There are a lot of different themes to that because home services is quite a diverse set of trades. You know, a simple example I might give you is that we are likely to see fewer new home buyers, which would mean that projects to work on and remodel, dress up existing homes many times will go up there. The general answer is in a recession or rising rate environment, which could push us to a recession, just rising rates alone have very little impact generally. We're still at rates that aren't gonna have a big impact, we don't believe, on any of our businesses.

To the extent rates get quite high and/or drive a recession, the business we think would suffer most would be credit cards, where we would expect to see a pretty significant downturn. We've modeled that into our downside scenario planning. I guess home services, Greg, was the other one that we had relatively flat to down as much as 20% in that environment.

Greg Wong
CFO, QuinStreet

Yeah.

Doug Valenti
CEO, QuinStreet

Is that right?

Greg Wong
CFO, QuinStreet

That's correct. To add on to that, you know, we did in that contingency planning. That said, if you look at recessions historically that we've been in home services for a long time, we have not seen an impact from historical recessions on the growth of our home services business.

Doug Valenti
CEO, QuinStreet

Yeah. Let me say this. Don't take that negative 20% as a sure thing. That was. We're trying to be conservative and come up with, you know, we were doing modeling to protect our cash position and making sure we're leaving lots and lots of cushion, which we did and which we have. We have not seen historically in the last recession a meaningful negative impact on home services. I think it's for a couple reasons. One is we're not so penetrated that the macro effects are what rule in home services, and I don't expect we will be for a very long time. The second is, as I mentioned, home services is a very diverse set of trades.
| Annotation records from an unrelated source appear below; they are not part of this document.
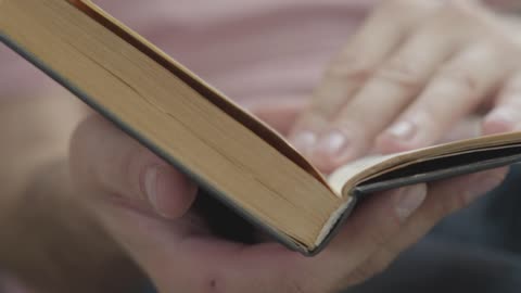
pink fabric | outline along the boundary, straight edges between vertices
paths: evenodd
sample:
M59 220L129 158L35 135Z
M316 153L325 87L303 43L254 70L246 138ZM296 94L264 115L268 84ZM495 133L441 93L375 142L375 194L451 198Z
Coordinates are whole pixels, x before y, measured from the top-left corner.
M233 99L307 97L377 0L94 0ZM0 94L53 86L0 47Z

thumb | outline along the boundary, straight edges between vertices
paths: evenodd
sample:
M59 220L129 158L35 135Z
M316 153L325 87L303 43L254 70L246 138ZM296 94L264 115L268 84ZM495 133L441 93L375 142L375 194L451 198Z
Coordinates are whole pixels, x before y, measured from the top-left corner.
M196 188L185 176L98 115L76 129L71 168L84 189L114 198L102 200L155 211L167 218L182 216L195 198Z

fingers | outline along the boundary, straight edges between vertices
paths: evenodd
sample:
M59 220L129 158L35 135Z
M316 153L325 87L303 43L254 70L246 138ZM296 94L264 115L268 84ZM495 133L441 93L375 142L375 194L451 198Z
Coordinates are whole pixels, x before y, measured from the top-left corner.
M521 128L521 72L516 73L499 92L494 110L483 122L487 135L514 131Z
M430 27L412 37L320 135L312 155L314 162L321 169L331 170L366 152L373 138L418 94L452 50L444 38L433 37Z
M313 271L330 283L345 280L351 272L381 250L419 208L427 195L425 184L373 194L350 218L342 231L321 254L315 256ZM321 271L321 272L320 272ZM318 292L318 291L317 291Z
M292 131L292 141L301 152L308 154L319 131L399 46L408 30L432 11L433 4L419 2L389 1L381 5L331 62L308 111ZM411 13L404 17L402 9Z
M113 200L169 218L185 214L194 200L194 184L99 116L78 127L71 153L78 183L110 192Z
M396 122L377 138L377 148L389 153L437 141L452 125L480 105L483 97L509 74L512 65L506 55L486 44L457 54Z
M402 251L418 242L441 219L497 187L506 174L507 168L500 168L432 183L422 206L407 220L399 233L358 268L351 282L363 281L384 269Z

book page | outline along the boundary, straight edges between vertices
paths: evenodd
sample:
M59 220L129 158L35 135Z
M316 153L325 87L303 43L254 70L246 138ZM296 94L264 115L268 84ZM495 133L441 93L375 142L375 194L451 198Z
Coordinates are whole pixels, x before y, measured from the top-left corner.
M338 194L342 193L342 188L344 187L345 182L347 182L351 178L356 177L357 175L361 174L364 170L370 169L394 156L398 156L399 154L393 155L371 155L361 157L357 161L348 163L340 168L338 168L334 173L332 173L329 178L329 184L333 189L334 192Z

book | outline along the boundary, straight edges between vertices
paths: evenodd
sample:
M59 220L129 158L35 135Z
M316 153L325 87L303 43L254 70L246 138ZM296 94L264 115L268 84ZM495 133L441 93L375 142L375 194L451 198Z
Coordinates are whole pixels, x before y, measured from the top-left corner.
M326 178L269 126L88 0L0 0L0 40L305 255L320 252L368 194L521 161L514 132L365 157Z

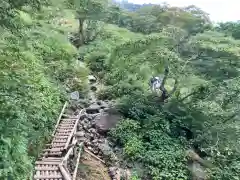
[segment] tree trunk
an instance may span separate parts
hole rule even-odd
[[[78,29],[79,41],[78,41],[78,46],[81,46],[81,45],[84,44],[84,35],[83,35],[84,19],[78,19],[78,22],[79,22],[79,29]]]

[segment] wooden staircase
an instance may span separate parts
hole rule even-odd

What we will do is we will focus on the trades least affected and/or even that get tailwinds from a recession. We will, you know, de-emphasize those that are affected negatively. You know, we have levers that we can pull given the nature of that marketplace, just like we do anyway. Again, if you wanted what we think was a worst case downside for, again, very conservative contingency planning for assessing cash positions and making sure we had lots and lots of room for cash no matter what happened, I think we had it worst case down 20%.

Chris Sakai
Equity Research Analyst, Singular Research

Okay, great. Well, thanks, Doug.

Doug Valenti
CEO, QuinStreet

Thank you, Chris. I might also add, by the way, while we're talking about the recession, that generally speaking, historically, and we've been in insurance a long time, auto insurance does very well in a recession, because consumers shop aggressively to reduce their costs across the board, including the requirement to spend on auto insurance, and driving activity is reduced. Auto insurance carriers tend to do well in recessionary type periods, generally speaking.

Operator

As a reminder, it is star one for questions. Thank you. A replay of today's call will be available for a week starting at 5 P.M. Pacific Time today. The replay can be accessed by calling 1-719-457-0820 and entering passcode 7396520. This concludes today's call. You may now disconnect.